|Having just caught the bus, helped by the fact that Curry was a little late herself, the next day on the bus down to Te Anau was a bit of a struggle, but helped hugely by yet more incredible scenery. I can't really say too much more about it apart from that I hope my photos can do it justice. Once we had all tucked in to an excellent pie from the local bakery, we were off to Milford Sound with the road winding through ever higher and more dramatic mountains and scenery. Eventually we are confronted by a wall of rock and ice with a small one way passage, the Homer Pass, heading through the mountain - made by pick axes and dynamite we were told.
Once on the other side of quite an eerie tunnel we got to the sound. Avoiding the plague of sandflies everywhere, we boarded one of the unfortunately touristy boats to do the 2hour sail around the fjord. The boat headed right out into the middle of the water, with huge mountains plunging down on every side, almost vertically straight into the sea. Waterfalls trickling and pouring down from many parts, ominous clouds overhead. Truly awe-inspiring.
Went out into the sea briefly, and saw some dolphins jumping along nearby. You don't have to go far out before the entrance to the Sound becomes almost completely hidden, which was why it took so long to discover it originally. Coming back in hugging the other side the boat pulls right up and under a waterfall to soak everyone standing on the bow, me included.
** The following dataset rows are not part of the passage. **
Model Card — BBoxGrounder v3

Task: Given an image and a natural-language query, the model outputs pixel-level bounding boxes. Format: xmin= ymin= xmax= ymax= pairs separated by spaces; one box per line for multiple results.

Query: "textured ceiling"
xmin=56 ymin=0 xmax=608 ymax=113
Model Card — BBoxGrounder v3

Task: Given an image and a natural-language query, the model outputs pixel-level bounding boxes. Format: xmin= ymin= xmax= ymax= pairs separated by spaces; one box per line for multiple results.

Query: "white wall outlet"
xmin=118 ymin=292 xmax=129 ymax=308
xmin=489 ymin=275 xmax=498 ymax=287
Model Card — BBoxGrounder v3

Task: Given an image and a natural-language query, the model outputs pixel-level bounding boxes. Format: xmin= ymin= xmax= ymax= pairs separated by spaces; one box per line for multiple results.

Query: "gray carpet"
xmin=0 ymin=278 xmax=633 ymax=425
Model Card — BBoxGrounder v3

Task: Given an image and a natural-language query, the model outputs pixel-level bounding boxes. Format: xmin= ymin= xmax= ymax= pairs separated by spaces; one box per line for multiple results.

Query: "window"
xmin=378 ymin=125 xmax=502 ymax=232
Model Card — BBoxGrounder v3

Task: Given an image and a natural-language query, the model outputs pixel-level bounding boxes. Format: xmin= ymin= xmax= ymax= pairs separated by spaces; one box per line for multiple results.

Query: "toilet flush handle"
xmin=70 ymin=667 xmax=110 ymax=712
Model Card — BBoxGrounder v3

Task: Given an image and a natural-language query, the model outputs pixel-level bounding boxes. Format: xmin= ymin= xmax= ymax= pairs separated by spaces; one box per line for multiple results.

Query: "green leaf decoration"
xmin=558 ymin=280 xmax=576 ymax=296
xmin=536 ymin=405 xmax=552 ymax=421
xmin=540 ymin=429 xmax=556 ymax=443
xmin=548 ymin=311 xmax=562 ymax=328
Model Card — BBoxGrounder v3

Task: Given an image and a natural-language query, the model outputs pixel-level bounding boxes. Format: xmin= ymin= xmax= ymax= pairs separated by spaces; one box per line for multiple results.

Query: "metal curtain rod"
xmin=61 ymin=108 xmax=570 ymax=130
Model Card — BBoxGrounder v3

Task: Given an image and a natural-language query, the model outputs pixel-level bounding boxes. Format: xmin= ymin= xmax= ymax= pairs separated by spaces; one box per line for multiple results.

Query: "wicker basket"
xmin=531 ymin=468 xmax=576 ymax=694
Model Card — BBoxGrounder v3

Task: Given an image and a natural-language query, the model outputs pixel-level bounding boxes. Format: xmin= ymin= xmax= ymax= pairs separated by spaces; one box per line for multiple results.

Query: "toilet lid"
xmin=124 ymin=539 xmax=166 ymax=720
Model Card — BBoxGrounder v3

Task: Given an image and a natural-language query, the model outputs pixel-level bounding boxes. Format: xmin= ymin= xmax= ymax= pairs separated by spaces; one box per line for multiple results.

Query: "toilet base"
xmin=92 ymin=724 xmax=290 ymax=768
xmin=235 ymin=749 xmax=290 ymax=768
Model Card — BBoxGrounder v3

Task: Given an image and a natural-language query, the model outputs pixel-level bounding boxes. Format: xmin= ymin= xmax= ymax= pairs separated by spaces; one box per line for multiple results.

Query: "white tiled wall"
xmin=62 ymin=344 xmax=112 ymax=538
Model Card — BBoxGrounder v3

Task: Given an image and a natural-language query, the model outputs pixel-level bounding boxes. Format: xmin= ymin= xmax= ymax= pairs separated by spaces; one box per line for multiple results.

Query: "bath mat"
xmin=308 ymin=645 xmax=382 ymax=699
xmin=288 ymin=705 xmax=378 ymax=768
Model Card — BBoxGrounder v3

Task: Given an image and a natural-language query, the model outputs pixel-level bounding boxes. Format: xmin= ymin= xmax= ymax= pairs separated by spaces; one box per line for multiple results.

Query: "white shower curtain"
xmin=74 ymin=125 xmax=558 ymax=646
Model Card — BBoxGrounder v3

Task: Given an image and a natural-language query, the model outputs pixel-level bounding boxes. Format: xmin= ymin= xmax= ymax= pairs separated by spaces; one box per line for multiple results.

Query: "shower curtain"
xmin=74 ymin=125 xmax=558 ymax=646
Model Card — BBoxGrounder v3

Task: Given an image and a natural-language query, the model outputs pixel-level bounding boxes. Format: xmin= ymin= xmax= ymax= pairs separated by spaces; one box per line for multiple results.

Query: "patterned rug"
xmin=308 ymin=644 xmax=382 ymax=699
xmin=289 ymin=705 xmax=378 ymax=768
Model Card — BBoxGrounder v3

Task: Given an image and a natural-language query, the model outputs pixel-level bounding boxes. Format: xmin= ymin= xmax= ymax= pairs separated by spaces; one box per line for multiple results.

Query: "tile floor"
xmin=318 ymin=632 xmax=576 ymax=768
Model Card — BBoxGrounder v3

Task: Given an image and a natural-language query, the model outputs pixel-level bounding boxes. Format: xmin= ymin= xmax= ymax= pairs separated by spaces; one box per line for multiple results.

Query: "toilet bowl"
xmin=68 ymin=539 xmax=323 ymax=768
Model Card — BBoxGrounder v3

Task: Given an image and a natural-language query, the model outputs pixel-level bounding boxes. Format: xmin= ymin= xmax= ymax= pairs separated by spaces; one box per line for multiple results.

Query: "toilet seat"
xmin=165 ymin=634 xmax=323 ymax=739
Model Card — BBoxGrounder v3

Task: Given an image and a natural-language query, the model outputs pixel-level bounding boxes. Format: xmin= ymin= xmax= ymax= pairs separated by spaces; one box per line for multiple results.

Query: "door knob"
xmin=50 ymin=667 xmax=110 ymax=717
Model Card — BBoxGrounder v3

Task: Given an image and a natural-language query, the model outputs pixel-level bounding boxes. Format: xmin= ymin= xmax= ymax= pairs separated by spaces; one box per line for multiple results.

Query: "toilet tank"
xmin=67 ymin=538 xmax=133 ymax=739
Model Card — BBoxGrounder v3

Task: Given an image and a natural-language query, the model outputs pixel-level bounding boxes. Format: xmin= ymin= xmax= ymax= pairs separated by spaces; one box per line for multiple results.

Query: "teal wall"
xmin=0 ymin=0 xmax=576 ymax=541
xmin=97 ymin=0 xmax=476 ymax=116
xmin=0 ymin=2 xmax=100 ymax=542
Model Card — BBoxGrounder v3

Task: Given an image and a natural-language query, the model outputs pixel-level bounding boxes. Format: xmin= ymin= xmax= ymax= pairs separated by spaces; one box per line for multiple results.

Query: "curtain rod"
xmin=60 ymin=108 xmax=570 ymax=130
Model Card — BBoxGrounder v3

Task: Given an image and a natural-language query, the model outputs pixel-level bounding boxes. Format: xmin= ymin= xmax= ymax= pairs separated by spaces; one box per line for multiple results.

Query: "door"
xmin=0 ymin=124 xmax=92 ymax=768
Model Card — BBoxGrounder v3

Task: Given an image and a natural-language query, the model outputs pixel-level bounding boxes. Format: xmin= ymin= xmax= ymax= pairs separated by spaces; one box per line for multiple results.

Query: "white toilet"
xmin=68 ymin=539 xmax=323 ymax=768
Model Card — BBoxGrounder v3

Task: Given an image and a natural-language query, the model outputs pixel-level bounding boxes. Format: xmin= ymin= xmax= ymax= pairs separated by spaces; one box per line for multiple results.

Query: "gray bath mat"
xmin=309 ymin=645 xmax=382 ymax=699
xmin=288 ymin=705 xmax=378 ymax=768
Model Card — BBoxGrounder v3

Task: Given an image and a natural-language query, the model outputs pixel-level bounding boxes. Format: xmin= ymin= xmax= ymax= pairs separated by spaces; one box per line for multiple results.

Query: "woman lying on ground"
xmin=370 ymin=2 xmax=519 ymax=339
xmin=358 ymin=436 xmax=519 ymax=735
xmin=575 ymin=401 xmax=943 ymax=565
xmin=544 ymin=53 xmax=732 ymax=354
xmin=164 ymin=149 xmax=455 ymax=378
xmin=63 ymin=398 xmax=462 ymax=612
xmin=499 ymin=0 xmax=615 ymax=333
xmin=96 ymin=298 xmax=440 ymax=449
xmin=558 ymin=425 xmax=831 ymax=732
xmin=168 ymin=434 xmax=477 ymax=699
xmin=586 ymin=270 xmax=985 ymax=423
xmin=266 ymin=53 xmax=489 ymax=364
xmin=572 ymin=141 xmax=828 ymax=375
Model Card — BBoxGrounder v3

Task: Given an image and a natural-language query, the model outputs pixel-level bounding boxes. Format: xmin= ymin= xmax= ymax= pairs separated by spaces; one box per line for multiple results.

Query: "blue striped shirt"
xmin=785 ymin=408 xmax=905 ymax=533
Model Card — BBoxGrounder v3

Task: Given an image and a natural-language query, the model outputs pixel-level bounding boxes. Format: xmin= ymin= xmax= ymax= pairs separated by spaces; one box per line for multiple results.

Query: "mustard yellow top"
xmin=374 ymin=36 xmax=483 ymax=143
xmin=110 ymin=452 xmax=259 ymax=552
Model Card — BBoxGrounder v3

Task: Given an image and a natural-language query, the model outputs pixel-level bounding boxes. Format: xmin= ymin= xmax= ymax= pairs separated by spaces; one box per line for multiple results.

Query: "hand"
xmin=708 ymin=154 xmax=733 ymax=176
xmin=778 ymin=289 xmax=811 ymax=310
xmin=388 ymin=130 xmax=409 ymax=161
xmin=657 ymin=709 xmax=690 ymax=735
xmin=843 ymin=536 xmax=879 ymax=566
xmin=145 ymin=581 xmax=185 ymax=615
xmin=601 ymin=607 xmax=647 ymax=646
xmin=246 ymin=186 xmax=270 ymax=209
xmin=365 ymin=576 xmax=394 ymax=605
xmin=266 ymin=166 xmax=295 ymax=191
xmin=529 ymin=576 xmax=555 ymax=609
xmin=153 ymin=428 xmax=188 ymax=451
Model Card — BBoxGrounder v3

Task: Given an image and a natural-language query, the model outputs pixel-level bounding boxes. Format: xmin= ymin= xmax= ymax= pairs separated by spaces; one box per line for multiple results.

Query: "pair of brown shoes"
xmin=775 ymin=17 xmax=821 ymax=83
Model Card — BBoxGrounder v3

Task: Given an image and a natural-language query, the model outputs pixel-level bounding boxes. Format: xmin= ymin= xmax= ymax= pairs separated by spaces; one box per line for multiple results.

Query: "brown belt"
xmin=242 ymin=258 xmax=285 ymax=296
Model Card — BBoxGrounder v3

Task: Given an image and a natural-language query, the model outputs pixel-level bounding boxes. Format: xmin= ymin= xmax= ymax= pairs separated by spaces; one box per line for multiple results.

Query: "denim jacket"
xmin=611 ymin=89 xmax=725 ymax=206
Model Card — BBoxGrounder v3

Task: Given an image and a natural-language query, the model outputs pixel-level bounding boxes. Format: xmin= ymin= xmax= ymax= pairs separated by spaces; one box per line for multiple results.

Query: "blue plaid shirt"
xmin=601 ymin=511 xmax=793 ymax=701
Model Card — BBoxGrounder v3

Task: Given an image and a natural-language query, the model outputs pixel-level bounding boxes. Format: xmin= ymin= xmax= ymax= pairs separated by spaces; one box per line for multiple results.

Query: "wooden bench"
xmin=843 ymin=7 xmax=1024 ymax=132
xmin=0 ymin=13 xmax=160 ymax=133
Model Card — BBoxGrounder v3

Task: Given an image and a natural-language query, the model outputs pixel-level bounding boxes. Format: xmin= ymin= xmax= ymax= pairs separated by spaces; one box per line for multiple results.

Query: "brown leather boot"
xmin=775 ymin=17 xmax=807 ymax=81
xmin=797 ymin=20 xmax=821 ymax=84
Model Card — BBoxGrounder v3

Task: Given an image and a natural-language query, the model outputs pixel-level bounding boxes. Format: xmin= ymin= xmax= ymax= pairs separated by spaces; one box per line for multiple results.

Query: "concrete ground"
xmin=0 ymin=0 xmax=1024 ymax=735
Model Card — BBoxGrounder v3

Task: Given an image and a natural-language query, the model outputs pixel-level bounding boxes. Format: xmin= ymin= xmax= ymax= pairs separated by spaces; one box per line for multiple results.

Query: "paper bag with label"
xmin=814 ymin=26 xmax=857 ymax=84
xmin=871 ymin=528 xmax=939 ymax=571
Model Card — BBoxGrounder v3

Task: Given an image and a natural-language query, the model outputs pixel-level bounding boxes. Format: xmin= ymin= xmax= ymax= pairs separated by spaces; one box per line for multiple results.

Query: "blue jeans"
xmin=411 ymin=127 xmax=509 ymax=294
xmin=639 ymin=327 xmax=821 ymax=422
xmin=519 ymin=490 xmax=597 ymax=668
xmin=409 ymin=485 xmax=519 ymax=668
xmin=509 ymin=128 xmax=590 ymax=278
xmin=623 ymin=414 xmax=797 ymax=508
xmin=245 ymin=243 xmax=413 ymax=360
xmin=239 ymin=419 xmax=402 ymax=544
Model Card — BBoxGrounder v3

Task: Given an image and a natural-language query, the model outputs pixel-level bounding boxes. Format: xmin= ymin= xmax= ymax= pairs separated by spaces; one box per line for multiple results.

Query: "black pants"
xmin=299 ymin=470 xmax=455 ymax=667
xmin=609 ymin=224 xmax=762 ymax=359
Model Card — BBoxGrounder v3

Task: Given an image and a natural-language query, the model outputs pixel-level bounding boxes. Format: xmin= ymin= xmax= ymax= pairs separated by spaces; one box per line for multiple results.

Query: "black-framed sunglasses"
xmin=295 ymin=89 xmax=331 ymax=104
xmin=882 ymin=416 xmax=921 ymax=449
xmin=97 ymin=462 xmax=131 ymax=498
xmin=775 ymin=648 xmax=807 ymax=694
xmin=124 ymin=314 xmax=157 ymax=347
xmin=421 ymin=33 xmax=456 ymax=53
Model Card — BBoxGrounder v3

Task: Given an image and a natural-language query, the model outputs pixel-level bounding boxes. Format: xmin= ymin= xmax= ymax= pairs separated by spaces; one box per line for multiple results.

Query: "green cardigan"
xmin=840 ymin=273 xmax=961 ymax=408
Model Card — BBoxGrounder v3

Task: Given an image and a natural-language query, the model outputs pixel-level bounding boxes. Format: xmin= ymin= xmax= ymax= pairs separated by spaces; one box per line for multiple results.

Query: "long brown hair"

Its a shame that so many boats are constantly going around the Sound, but I guess in some ways seeing other boats does give you a really good idea of the scale of the place. Whatever day you go though, Milford Sound cannot fail to impress.
Journey back again through the mountains and back to Te Anau where the hostel has single rooms for everyone which is an unbelievably welcome change to the normal overpopulated dorms of every other hostel. Apart from a few noises through some paper thin walls from next door, an excellent nights sleep, sorely needed.